Theatre Building Chicago
- Interactive map of Theatre Building Chicago
- Address: 1225 West Belmont Avenue Chicago United States
- Coordinates: 41°56′22″N 87°39′36″W﻿ / ﻿41.93951°N 87.660017°W

Construction
- Opened: 1977
- Closed: 2010/ 2012
- Architect: Crombie Taylor

= Theatre Building Chicago =

The Theatre Building Chicago is the former name of a theater building located in Chicago's Lakeview neighborhood. The Theatre Building Chicago once referred to both the three theatres that are in the space, as well as the producing organization that is based on the premises. The building was sold to Stage 773 in 2010. The producing organization was later rebranded as Chicago Muse and folded in 2012.

==History==
In its lifetime, Theatre Building Chicago hosted over 800 plays; 9,000 events; 500 theatre companies; 1,078,000 audience members; 29,400 actors, designers, directors and other theatre artists appearing in over 25,000 performances.

Many theatre companies utilized the Theatre Building Chicago as a space for one long-running play, but In 1988 TBC initiated “United Stages at Theatre Building” in response to several companies’ requesting a seasonal home base rather than a spot for a single show. Six companies comprised United Stages: Absolute Theatre Company, American Blues Theater, Chicago Shakespeare Theater, Commons Theatre, Immediate Theatre and Touchstone Theatre. “United Stages at Theatre Building” lasted through the 1989 and 1990 seasons.

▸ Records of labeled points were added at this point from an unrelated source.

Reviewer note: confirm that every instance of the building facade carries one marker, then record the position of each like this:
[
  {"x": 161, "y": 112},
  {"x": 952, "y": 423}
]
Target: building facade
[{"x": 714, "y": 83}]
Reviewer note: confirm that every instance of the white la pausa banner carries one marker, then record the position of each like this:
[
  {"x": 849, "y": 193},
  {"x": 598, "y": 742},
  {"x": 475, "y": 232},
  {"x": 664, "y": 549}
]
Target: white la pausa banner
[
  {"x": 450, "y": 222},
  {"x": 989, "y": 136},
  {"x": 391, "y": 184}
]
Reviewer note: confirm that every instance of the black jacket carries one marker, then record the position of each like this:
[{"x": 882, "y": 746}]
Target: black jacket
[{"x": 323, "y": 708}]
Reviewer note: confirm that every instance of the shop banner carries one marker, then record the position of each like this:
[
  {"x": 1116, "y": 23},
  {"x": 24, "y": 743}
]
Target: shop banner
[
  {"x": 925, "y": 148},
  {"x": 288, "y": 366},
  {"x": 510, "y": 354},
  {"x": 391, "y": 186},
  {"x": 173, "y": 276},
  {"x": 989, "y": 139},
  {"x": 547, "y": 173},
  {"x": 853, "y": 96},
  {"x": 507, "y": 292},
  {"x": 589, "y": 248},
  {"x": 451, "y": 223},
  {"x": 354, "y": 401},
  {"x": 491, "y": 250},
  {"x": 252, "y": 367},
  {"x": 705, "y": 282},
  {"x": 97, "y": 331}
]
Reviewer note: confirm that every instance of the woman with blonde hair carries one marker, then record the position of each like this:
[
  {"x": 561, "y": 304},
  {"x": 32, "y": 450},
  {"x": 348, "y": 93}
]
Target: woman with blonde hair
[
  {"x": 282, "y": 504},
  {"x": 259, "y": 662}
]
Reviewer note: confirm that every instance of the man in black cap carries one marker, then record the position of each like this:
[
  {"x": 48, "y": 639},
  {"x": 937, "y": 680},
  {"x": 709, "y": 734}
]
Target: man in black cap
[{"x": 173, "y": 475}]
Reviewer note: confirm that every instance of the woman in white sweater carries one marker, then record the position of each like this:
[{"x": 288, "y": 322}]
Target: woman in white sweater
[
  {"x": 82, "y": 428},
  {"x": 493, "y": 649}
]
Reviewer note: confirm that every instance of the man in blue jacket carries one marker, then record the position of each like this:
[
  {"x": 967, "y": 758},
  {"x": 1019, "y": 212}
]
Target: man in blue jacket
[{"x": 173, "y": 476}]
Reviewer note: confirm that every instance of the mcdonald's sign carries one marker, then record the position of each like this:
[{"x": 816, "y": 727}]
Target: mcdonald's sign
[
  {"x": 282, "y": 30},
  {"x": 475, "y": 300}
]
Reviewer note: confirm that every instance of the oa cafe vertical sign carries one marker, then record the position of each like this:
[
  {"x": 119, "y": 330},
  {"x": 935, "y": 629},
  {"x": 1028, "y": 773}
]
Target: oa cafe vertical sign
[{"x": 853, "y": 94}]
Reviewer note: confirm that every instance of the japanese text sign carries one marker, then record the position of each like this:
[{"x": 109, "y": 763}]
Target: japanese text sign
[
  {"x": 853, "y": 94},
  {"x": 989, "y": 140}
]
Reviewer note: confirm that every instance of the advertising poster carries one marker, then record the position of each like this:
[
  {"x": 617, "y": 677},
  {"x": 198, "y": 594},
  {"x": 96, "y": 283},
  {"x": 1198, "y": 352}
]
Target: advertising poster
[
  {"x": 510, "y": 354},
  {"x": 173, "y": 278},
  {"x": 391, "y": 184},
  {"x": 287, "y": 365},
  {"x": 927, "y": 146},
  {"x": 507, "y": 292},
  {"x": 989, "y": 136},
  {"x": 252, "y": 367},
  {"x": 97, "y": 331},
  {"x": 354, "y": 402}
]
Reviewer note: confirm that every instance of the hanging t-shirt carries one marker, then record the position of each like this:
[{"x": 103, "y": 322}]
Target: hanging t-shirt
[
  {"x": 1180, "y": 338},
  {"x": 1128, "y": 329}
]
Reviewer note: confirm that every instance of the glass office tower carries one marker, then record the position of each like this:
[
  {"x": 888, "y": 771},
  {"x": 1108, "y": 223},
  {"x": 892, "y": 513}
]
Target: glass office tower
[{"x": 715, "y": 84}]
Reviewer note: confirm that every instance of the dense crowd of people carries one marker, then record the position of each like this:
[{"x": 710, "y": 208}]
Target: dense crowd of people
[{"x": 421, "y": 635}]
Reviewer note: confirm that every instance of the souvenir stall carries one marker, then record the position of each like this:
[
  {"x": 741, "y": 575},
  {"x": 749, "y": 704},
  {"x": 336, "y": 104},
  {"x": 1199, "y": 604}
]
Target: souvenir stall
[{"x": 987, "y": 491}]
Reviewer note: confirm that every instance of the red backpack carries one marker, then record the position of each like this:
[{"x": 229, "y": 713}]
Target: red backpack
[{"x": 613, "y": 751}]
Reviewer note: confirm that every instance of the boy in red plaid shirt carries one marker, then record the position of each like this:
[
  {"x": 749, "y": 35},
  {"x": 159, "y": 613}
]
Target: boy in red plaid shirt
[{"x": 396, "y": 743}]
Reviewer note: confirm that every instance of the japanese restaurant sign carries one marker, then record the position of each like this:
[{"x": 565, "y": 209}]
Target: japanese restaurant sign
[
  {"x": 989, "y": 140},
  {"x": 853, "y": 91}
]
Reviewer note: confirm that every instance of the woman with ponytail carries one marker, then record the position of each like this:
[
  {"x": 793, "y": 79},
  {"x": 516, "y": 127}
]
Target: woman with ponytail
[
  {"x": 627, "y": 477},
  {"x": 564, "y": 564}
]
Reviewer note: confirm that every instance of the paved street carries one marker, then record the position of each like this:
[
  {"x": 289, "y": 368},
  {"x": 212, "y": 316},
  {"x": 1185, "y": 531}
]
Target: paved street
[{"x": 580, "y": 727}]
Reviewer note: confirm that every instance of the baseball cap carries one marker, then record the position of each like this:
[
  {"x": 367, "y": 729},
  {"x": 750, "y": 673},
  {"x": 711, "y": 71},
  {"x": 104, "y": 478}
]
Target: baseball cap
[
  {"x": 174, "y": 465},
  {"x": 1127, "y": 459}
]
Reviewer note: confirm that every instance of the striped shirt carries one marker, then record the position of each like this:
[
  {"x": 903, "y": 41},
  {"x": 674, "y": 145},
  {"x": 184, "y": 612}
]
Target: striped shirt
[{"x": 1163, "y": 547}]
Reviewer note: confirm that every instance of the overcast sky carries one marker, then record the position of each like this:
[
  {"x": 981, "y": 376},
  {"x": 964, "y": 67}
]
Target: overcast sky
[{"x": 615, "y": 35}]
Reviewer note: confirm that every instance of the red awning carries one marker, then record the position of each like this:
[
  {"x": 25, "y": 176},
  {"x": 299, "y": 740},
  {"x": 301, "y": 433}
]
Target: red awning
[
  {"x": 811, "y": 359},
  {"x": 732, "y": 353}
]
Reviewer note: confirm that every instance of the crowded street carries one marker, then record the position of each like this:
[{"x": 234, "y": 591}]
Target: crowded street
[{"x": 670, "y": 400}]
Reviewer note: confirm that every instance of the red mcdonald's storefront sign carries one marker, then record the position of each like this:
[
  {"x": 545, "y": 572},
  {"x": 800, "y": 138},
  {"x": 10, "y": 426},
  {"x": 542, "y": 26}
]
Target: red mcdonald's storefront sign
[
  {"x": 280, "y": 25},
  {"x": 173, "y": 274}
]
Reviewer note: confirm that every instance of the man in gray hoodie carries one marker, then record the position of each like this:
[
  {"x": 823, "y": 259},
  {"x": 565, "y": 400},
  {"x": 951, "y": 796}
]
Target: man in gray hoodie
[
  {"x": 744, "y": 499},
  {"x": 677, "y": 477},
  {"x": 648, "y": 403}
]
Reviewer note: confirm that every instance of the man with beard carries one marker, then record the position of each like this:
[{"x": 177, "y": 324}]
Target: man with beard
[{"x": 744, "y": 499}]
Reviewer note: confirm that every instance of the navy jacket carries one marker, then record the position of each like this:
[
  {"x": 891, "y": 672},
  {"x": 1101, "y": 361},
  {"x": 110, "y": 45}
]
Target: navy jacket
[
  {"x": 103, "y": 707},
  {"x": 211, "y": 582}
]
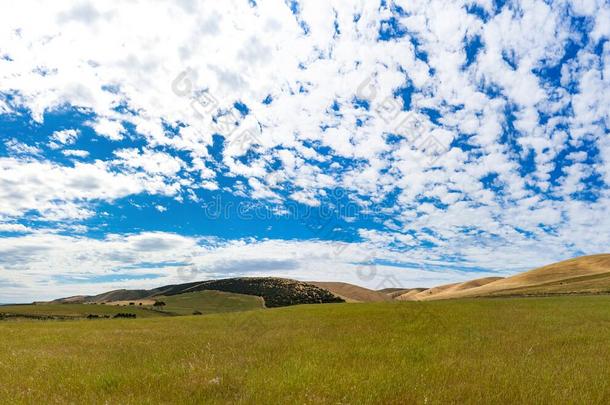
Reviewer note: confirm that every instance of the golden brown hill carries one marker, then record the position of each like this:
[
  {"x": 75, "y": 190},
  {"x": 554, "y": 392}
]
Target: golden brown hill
[
  {"x": 446, "y": 289},
  {"x": 351, "y": 292},
  {"x": 581, "y": 275}
]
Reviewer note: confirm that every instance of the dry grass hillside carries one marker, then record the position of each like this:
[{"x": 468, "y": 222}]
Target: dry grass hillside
[{"x": 581, "y": 275}]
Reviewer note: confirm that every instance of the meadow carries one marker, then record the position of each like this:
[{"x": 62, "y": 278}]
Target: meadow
[{"x": 501, "y": 350}]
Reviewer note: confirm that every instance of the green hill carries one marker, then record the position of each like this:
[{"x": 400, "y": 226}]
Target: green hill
[
  {"x": 502, "y": 351},
  {"x": 276, "y": 292}
]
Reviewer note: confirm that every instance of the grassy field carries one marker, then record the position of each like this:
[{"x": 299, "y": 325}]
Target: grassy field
[
  {"x": 518, "y": 350},
  {"x": 210, "y": 302}
]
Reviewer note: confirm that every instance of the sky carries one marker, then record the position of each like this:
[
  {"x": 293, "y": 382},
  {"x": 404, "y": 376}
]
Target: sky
[{"x": 383, "y": 143}]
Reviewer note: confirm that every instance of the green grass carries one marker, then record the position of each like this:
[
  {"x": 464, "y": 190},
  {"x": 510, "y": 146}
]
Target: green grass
[
  {"x": 520, "y": 350},
  {"x": 76, "y": 310},
  {"x": 209, "y": 302}
]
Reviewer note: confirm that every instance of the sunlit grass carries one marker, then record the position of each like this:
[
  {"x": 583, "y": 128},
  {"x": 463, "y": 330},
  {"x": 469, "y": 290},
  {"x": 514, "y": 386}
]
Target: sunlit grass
[{"x": 532, "y": 350}]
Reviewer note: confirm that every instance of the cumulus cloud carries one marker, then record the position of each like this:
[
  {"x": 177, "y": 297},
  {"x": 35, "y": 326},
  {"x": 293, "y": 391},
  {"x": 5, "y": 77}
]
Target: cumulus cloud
[{"x": 465, "y": 130}]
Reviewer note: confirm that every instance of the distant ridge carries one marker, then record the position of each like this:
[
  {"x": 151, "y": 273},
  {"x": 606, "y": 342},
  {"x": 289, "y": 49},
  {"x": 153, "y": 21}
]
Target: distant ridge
[
  {"x": 581, "y": 275},
  {"x": 351, "y": 292},
  {"x": 276, "y": 292}
]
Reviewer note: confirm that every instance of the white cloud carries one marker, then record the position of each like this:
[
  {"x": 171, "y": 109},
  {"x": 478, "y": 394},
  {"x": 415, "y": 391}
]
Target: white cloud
[
  {"x": 302, "y": 146},
  {"x": 64, "y": 137},
  {"x": 75, "y": 153}
]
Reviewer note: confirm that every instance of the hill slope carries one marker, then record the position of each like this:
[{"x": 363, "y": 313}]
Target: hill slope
[
  {"x": 351, "y": 292},
  {"x": 581, "y": 275},
  {"x": 276, "y": 292}
]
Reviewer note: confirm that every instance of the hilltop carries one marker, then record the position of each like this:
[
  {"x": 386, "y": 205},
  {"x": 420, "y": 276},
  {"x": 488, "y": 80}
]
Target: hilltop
[
  {"x": 276, "y": 292},
  {"x": 581, "y": 275}
]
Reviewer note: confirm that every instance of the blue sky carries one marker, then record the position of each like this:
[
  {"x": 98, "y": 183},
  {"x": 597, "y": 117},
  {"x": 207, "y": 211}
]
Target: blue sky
[{"x": 388, "y": 143}]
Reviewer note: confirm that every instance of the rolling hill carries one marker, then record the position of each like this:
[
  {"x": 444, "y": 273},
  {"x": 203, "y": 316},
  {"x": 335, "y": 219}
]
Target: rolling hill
[
  {"x": 276, "y": 292},
  {"x": 351, "y": 292},
  {"x": 581, "y": 275}
]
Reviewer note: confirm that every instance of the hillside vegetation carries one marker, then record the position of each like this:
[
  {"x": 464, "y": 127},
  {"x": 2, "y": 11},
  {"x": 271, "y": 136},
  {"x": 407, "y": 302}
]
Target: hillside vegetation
[
  {"x": 518, "y": 350},
  {"x": 351, "y": 292},
  {"x": 276, "y": 292},
  {"x": 210, "y": 302}
]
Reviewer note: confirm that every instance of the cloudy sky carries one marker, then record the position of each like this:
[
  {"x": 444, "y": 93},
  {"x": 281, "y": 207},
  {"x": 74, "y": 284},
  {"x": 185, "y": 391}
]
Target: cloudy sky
[{"x": 383, "y": 143}]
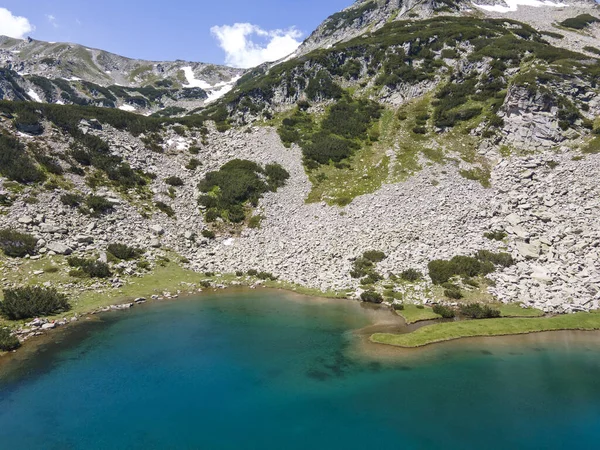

In 1997 the Illinois Theatre Association honored the Theatre Building Chicago with an Outstanding Contribution Award for twenty years of service.

Other notable companies that TBC hosted: Bailiwick Repertory Theatre, Chicago Theatre Project, Emerald City Theatre, Famous Door Theatre Company, Griffin Theatre Company, Porchlight Music Theatre, and Provision Theatre.

==Notable Connections==
- The first show in the theatre on March 15, 1977 was Cap Streeter, a musical about a Chicago legend, produced by the Dinglefest Theatre Company.
- Steppenwolf’s first show in the city of Chicago, Say Good Night, Gracie, opened November, 1979 at the Theatre Building Chicago and performed through early 1980 and featured John Malkovich and Austin Pendleton.
- Morning Call (play)|Morning Call was the first televised play in Chicago in 1982. Tony Randall was the MC in this NBC and Steppenwolf Theatre joint endeavor.
- Tooth of Crime by Sam Shepard, a Remains Theatre presentation in 1982, featured Gary Cole and William Petersen.
- Jeremy Piven performed in the Next Theatre Company’s presentation of Knuckle in 1989.
- Lookingglass Theatre Company presented West in 1991 with David Schwimmer.
- American Blues Theater presented Keith Reddin’s Peacekeeper in 1990. The play was directed by David Petrarca and featured company members Kate Buddeke, Jim Leaming and Carmen Roman.
- Mark Hollmann joined a Theatre Building Chicago workshop for musical theatre writers in 1987. TBC presented his new musical Wild Goat in 2004.